Pour être clair, Alice Guy Blaché fut la première personne au monde à réaliser une œuvre de fiction avec une caméra. Elle a tout simplement inventé le cinéma. Elle fut la première à réaliser un film sonore, la première à faire de la couleur, et la première à réaliser un film avec un casting entièrement composé d’acteurs afro-américains. Elle fut enfin la première femme à fonder son propre studio de cinéma aux Etats-Unis. Et elle a tourné plus d’un millier de films durant sa carrière. Alors pourquoi ne connait-on pas son nom ? Parce que les livres l’ont effacé !

Si je parle d’Alice Guy Blaché aujourd’hui, c’est pour évoquer plus largement le cas des femmes activistes et des femmes qui ont participé à l’innovation, dans tous les domaines possibles. Elles sont rares à avoir leurs noms cités dans les ouvrages de référence. Et pour cause : ces livres ont longtemps été majoritairement écrits par des hommes. Alors faut-il se méfier des livres ? Eh bien ce n’est pas nouveau : les livres ont longtemps servis à la propagande et au révisionnisme. Ils sont autant des pourvoyeurs de désinformations que d’informations. A l’heure où on tape fort sur les réseaux sociaux à cause des fake news, il me semble important de souligner qu’il n’y a malheureusement aucun média entièrement vertueux. Et nos livres adorés n’échappent pas à la règle.

Fait intéressant (et cruel), Alice Guy Blaché a pu constater de son vivant l’effacement de son nom. Elle s’est battue pour la reconnaissance de son travail. Mais une fois que les premiers ouvrages consacrés à l’histoire du cinéma ont été publié en attribuant ses films à d’autres (toujours des hommes), le mal était déjà fait.

Encore aujourd’hui, l’histoire d’Alice reste trop méconnue. En grande partie parce que la transmission par les livres ne s’est pas faite. Le nom d’Alice est sorti du silence grâce à des documentaires réalisés par des femmes passionnés (et passionnantes). Pourtant Alice Guy Blaché avait écrit ses mémoires avec l’aide de sa fille. Ironiquement, le livre est édité aux Etats-Unis… mais pas en France ? J’espère vivement que l’engouement autour de la renaissance du nom d’Alice Guy Blaché donnera l’idée à un éditeur français de publier enfin l’ouvrage en français.

Je voulais évoquer cette histoire pour interpeller les lectrices et les lecteurs.

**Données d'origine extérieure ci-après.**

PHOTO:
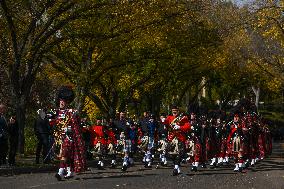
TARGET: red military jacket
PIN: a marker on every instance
(111, 137)
(180, 133)
(98, 134)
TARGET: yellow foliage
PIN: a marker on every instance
(274, 84)
(91, 109)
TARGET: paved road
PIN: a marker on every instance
(268, 174)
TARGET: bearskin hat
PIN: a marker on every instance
(65, 93)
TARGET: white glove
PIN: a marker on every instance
(176, 127)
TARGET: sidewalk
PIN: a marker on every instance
(26, 165)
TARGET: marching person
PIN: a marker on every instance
(68, 136)
(178, 126)
(150, 133)
(99, 140)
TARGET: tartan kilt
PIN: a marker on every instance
(128, 146)
(175, 147)
(66, 150)
(236, 146)
(143, 146)
(162, 145)
(111, 149)
(99, 149)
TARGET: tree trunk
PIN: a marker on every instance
(21, 117)
(257, 93)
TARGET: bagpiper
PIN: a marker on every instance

Nous sommes tributaires des éditeurs pour transmettre les voix du passé, mais ça ne veut pas dire que nous sommes impuissants pour autant. Tout le travail actuellement effectué par des passionnés pour sortir le travail et la vie d’Alice Guy Blaché de l’anonymat est exemplaire. Mais il doit aussi se mener sur le front de la littérature. Combien d’ouvrages sur l’histoire du cinéma parlent d’elle ? Combien de livres font un travail de révision pour rendre aux femmes méritantes leur juste place ?

Si vous êtes indignés par ce phénomène, qu’il touche des femmes de cinéma ou d’autres secteurs, vous avez toujours la possibilité de prendre la parole, d’écrire aux éditeurs… d’écrire des articles de blog ou de les relayer sur les réseaux sociaux. Car pour faire bouger les choses, encore faut-il que le public soit bien informé.

Grâce au travail d’une poignée de personnes motivées, de plus en plus d’initiatives voient le jour pour combler les trous et faire sortir de l’anonymat les personnes injustement effacées des livres d’histoire. Les choses bougent beaucoup du côté de la littérature jeunesse, notamment grâce au succès de l’ouvrage Histoires du soir pour filles rebelles. Devant l’engouement populaire, le livre a même eu droit à une suite. Et dans ce second tome, on retrouve… l’histoire de notre chère Alice ! Il y a donc de l’espoir pour les futures générations.